مواضيع المحاضرة:
قراءة
عرض

د.توفيق جاسم

المرحلة الرابعة/الجراحة العامة
كلية طب الكندي/جامعة بغداد
2014-2015
Hernias, umbilicus and abdominal wall

A hernia is a protrusion of a viscus or part of a viscus through an abnormal opening in the wall of its containing cavity (or as defined in 1804 by astley cooper as a protrusion of any viscus from its proper cavity)-.
The external abdominal hernia is the most common form, the most frequent varities being the inguinal,femoral and umbilical (75%). Other less common varities are epigastric and divarication of the recti. Other rare forms are spigelian, obturator, lumbar (superior&inferior), gluteal& siatic.

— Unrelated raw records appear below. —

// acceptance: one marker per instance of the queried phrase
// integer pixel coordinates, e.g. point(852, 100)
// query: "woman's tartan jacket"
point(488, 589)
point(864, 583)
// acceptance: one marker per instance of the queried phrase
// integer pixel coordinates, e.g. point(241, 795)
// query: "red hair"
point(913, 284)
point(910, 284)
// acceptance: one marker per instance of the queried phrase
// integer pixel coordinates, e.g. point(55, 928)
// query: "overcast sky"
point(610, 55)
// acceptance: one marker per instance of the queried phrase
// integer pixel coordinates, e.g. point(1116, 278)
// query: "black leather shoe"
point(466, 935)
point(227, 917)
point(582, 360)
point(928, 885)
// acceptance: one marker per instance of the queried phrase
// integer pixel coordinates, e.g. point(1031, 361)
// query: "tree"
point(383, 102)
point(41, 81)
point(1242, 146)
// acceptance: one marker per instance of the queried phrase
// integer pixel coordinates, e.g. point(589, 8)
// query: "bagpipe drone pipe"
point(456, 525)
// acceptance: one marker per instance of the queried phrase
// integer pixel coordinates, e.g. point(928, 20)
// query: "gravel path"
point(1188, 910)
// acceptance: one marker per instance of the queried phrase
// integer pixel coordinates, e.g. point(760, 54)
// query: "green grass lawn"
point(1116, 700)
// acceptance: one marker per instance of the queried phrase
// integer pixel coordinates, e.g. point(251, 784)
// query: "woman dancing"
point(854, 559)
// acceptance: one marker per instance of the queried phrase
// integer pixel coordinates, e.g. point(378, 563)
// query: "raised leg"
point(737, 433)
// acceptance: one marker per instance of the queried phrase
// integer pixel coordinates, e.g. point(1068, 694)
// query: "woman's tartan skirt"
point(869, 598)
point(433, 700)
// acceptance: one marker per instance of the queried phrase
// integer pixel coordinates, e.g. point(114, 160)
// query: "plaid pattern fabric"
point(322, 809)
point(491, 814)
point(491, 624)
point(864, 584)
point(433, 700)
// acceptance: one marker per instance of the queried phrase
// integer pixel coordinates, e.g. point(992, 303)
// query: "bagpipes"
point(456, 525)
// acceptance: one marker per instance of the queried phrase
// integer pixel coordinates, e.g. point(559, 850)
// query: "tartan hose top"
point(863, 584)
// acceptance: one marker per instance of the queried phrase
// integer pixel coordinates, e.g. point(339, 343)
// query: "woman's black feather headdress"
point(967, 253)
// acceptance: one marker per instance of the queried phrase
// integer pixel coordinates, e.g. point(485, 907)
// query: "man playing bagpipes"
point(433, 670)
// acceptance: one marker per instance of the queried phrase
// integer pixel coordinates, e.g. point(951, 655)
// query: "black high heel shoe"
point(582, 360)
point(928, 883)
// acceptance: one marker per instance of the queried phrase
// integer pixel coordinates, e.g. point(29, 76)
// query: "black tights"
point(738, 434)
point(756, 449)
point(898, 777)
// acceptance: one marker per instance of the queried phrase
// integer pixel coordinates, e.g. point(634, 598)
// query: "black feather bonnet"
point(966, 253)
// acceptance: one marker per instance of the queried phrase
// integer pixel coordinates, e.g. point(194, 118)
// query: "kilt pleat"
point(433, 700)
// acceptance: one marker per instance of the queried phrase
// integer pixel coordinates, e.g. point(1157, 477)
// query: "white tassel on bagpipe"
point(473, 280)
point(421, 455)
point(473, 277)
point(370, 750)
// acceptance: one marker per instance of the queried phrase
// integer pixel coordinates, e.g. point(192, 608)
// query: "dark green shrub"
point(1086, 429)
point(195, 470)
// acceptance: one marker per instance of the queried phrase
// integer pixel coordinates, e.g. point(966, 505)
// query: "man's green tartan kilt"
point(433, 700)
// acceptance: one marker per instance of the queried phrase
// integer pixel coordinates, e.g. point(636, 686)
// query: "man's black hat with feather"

Abdominal hernias are classified as either abdominal wall or groin hernias.

Abdominal wall hernias include umbilical hernias, epigastric hernias, Spigelian hernias, and incisional (ventral) hernias. Umbilical hernias (protrusions through the umbilical ring) are mostly congenital, but some are acquired in adulthood secondary to obesity, ascites, pregnancy, or chronic peritoneal dialysis. Epigastric hernias occur through the linea alba. Spigelian hernias occur through defects in the transversus abdominis muscle lateral to the rectus sheath, usually below the level of the umbilicus. Incisional hernias occur through an incision from previous abdominal surgery.
Groin hernias include inguinal hernias and femoral hernias. Inguinal hernias occur above the inguinal ligament. Indirect inguinal hernias traverse the internal inguinal ring into the inguinal canal, and direct inguinal hernias extend directly forward and do not pass through the inguinal canal. Femoral hernias occur below the inguinal ligament and go into the femoral canal.
General features common to all hernias
Symptoms and Signs
The diagnosis is clinical. Because the hernia may be apparent only when abdominal pressure is increased, the patient should be examined in a standing position. If no hernia is palpable, the patient should cough or perform a Valsalva maneuver as the examiner palpates the abdominal wall. Examination focuses on the umbilicus, the inguinal area (with a finger in the inguinal canal in males), the femoral triangle, and any incisions that are present.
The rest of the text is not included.